I'm in a bit of a bind with my Hyper-V failover cluster setup, composed of three hosts and connected to a PowerStore appliance via iSCSI. This PowerStore appliance provides two logical units: one for shared VM storage and a 50GB disk witness. Everything appears to be configured correctly with redundant paths for MPIO and switches. However, we recently faced an unprecedented situation where both switches went down for 30 minutes. During that outage, the VMs lost storage access, which is expected. But once the connections were restored, things didn't go back to normal. The LUNs were visible to the hosts, but they remained offline. I attempted to partially start the cluster, but the Cluster Name Object (CNO) was unreachable, preventing me from managing the cluster effectively. This isn't the first time it's happened; we had a similar failure previously that required us to rebuild the cluster manually. I'm trying to understand if this is a known sensitivity issue with Hyper-V or if there's something wrong with our cluster setup that's causing it to not recover automatically after the iSCSI restoration.

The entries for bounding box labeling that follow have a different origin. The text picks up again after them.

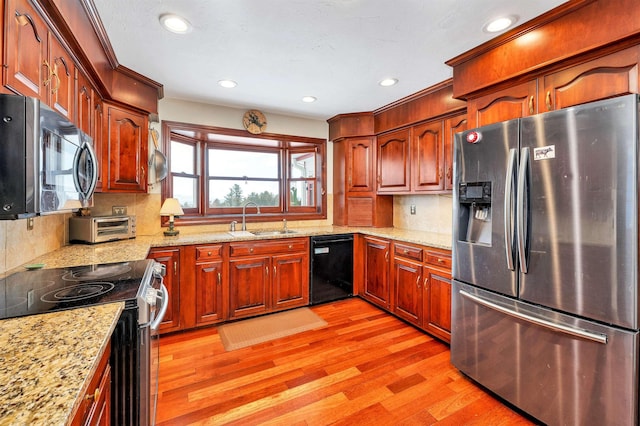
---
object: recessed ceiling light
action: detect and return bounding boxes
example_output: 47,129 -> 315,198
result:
218,80 -> 238,89
482,15 -> 518,33
378,78 -> 398,87
160,13 -> 191,34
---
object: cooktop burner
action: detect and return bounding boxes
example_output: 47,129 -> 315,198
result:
40,282 -> 115,303
0,260 -> 153,319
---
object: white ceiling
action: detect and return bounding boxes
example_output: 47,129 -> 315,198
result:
94,0 -> 564,120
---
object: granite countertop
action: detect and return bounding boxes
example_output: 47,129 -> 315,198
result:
0,302 -> 124,426
7,226 -> 452,275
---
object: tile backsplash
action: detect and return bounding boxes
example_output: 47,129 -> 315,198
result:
393,194 -> 453,235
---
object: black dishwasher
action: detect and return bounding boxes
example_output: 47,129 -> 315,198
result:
310,234 -> 353,305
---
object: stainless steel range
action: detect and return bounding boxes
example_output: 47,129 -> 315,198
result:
0,260 -> 169,425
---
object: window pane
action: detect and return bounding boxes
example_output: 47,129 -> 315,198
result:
173,176 -> 198,209
171,141 -> 196,175
289,181 -> 315,207
209,179 -> 280,207
289,152 -> 316,179
208,148 -> 279,179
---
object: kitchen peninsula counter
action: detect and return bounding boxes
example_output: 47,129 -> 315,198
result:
0,302 -> 124,425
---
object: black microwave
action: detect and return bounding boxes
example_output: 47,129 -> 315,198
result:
0,94 -> 98,219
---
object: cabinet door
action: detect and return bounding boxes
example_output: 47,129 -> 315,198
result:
393,257 -> 423,326
444,113 -> 467,191
539,47 -> 640,111
411,120 -> 444,191
45,34 -> 76,121
196,261 -> 223,325
229,257 -> 271,318
377,129 -> 411,193
424,267 -> 451,342
89,98 -> 109,192
345,137 -> 375,192
3,0 -> 51,98
467,80 -> 538,128
75,69 -> 92,136
362,237 -> 390,309
271,252 -> 309,310
103,105 -> 148,192
148,248 -> 180,333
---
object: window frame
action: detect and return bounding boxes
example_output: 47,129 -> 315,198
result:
161,120 -> 327,226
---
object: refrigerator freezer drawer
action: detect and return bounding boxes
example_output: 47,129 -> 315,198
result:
451,281 -> 639,425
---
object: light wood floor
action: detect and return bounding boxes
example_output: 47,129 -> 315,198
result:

Additionally, should we consider switching to a file share witness instead of continuing with a disk witness? I'm also contemplating whether moving to Hyper-Converged Infrastructure (HCI) is a better option since the ongoing troubles with iSCSI are becoming a concern, but that would also leave our PowerStore appliance underutilized due to budget constraints.
3 Answers
To get things back on track, have you tried testing the paths between each host? Running pings to each controller might reveal issues. Also, are you using jumbo frames? If the connection drops for too long, VMs can freeze and may require a power reset.
Just a side note, you mentioned having three hosts plus a disk witness? That's four votes in total. Usually, the standard is to have an odd number of votes to avoid split-brain scenarios. That might be something to consider in your overall setup.

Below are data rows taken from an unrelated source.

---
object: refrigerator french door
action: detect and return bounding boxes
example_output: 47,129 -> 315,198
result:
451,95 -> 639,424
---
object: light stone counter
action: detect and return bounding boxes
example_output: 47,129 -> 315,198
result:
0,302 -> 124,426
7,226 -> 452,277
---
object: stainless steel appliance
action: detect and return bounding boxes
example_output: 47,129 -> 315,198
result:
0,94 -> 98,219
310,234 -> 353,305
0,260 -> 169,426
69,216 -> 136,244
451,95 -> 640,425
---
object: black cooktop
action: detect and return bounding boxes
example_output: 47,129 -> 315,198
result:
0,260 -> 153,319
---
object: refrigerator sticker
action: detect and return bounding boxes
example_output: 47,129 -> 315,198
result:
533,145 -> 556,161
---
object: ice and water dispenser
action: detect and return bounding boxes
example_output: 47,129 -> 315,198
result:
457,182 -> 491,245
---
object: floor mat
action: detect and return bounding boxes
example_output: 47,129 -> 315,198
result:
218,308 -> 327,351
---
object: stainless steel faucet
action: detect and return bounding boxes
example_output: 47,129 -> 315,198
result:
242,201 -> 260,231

Good point! I’m still figuring Hyper-V out, so I'm not sure what the ideal configuration should be. Appreciate the insight!

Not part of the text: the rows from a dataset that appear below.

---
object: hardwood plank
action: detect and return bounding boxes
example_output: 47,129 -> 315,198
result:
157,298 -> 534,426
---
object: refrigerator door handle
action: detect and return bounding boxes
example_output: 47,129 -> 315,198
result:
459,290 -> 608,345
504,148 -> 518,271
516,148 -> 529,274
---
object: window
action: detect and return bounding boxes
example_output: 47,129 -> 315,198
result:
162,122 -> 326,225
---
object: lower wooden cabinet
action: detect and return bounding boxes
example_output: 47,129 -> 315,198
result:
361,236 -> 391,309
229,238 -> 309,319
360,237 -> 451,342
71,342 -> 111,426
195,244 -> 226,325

It sounds like your DC might be having an issue being part of the cluster, which can slow down recovery. Having a separate domain controller can help manage outages like what you experienced. Make sure your DNS and DHCP are functioning well; those are crucial for recovery operations related to your storage access. If your cluster role isn't being restored, it might be due to the CNO not being reachable. You might need to check that everything is up and running from that perspective.
Yeah, I have a physical DC and some VMs on the VMware cluster that can help. Even with that, it seems like the cluster isn't able to reach its own CNO, which is frustrating.

I can ping all controllers from each host without issues. Jumbo frames are on, but there’s some MTU size variance between the PowerStore and the hosts that has me worried. Could that mismatch really cause issues?